Pression sur les chrétiens
La population parmi laquelle nous vivions était très prospère. Elle se trouva prise en étau entre la KIA et l’armée birmane. Le gouvernement suspectait bien sûr la population tribale de Putao de venir en aide à leurs cousins Kachin vivant dans les collines et, ainsi, la forçait finalement à se rendre dans les collines comme espions. La pression sur les chrétiens devenait aussi de plus en plus palpable et, souvent, l’office religieux du dimanche dégénérait en réunion politique. Comme missionnaires, nous devions rester neutres mais nous commencions aussi à rencontrer des ennuis personnels. Mon frère Robert en fit les frais lorsque le quatre juillet 1965 — date significative de la fête nationale américaine — on mit le feu à sa maison. Sa famille put sortir mais toutes ses notes furent en proie aux flammes.
Le temps était venu pour nous de quitter la Birmanie. Le plus dur était de le dire à nos amis. Cette tâche incomba à mon père qui le fit lors du service du dimanche dans notre « cathédrale ». Mon père avait vraiment l’aspect d’un patriarche à 69 ans avec ses cheveux gris. Il choisit le texte qui était devenu notre fil rouge depuis plus de quarante ans de persécutions politiques d’une partie à l’autre de l’Asie: Lorsque vous serez persécutés dans une ville, fuyez dans la suivante… (Mathieu 10,23). Après le service, la population s’attarda pour nous offrir leur aide. Un groupe était particulièrement insistant et disait que, si nous quittions Putao, ils viendraient avec nous.
L’après-midi, nous eûmes le rassemblement familial. Nous étions assis en paix parmi les magnifiques arbres fruitiers, dont mon père avait fait venir les boutures de Floride et de Californie. De plus en plus de familles avaient ainsi appris à faire pousser leurs propres arbres. Robert et son épouse Betty traduisaient le Nouveau Testament en Rawang. Moi, j’étais ingénieur et, ironiquement, j’avais fait améliorer la voie aérienne par laquelle nous allions probablement devoir partir. Nous allons devoir partir à Rangoon en avion, dis-je, Drema Esther est enceinte de 8 mois, sa fille Lucy a la varicelle. Bien sûr nous pourrions les laisser jusqu’à ce que le bébé arrive et…
Le signe
Mon père rugit: l’abandonner ici? Et Lesse? Jamais! Ce que nous ferons, nous le ferons tous ensemble. Chacun était plongé dans ses pensées puis mon père prit la parole: « nous cherchons la volonté de Dieu. Nous avons demandé de partir en avion mais je pense que nous devrions prier pour un signe. »

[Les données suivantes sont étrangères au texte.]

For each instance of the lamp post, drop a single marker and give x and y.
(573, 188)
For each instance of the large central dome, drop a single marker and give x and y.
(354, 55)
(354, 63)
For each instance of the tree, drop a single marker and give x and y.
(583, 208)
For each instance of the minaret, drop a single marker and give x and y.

Le signe ne tarda pas à venir. On nous fit savoir que le règlement international de vol interdisait les femmes à un stade de grossesse avancée et les passagers souffrant de maladies contagieuses. Nous fîmes donc la demande aux autorités de retarder notre départ jusqu’à ce que le bébé soit né et l’enfant rétabli. Un membre proéminent du conseil, un docteur marxiste très arrogant, usa de son influence pour que la demande soit refusée.

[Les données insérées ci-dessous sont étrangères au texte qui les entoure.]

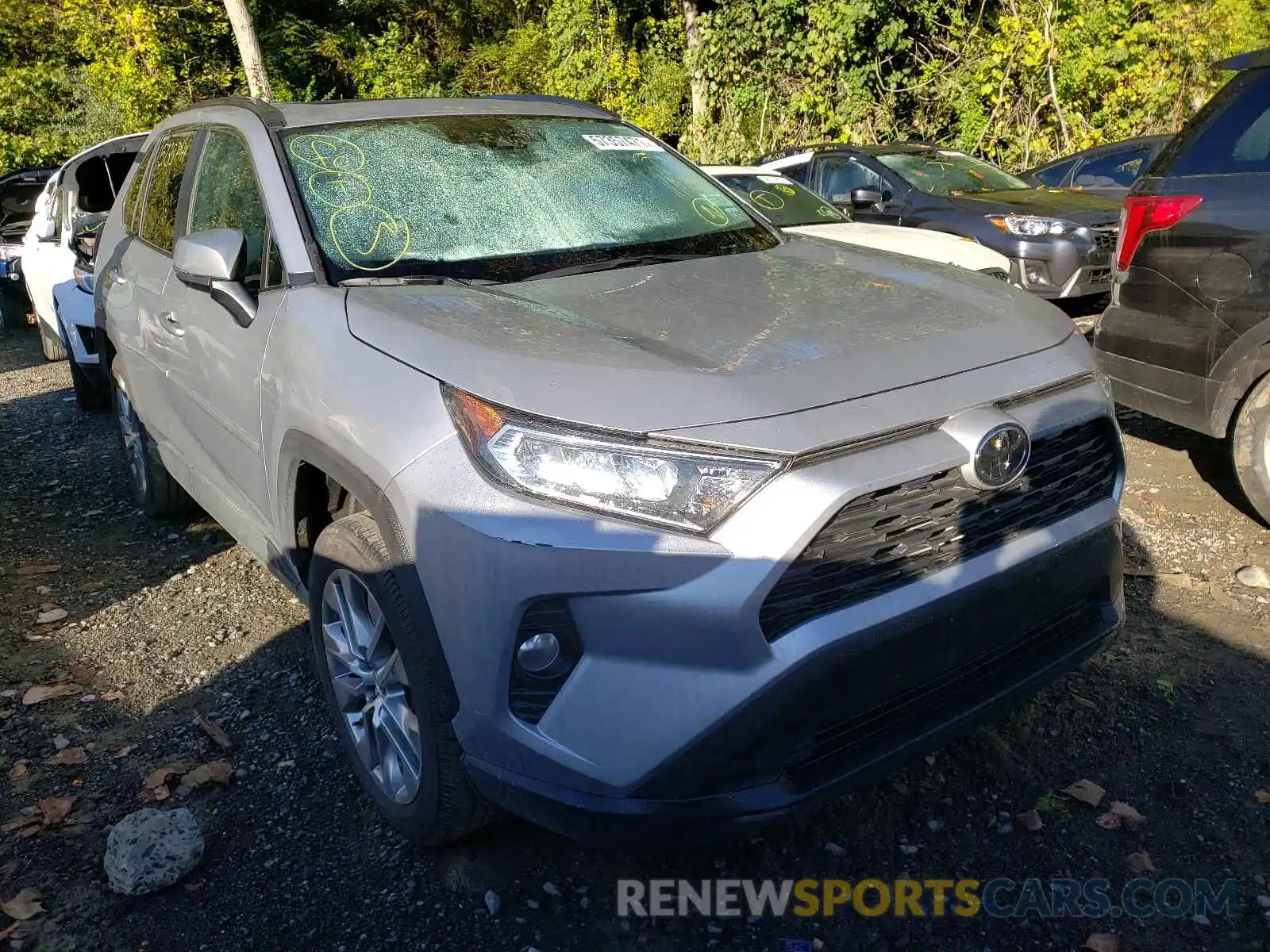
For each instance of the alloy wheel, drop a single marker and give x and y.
(372, 689)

Nous commençâmes à préparer nos bagages. Ce ne fut pas une mince affaire car il fallait nos affaires personnelles mais aussi de quoi survivre dans la jungle. Nous avions décidé de partir en grand secret pour plusieurs raisons. La plus importante était que si le gouvernement apprenait que nous partions vers la frontière de l’Inde par les montagnes, il penserait que nous essayions de joindre les membres du KIA et nous mettrait en prison.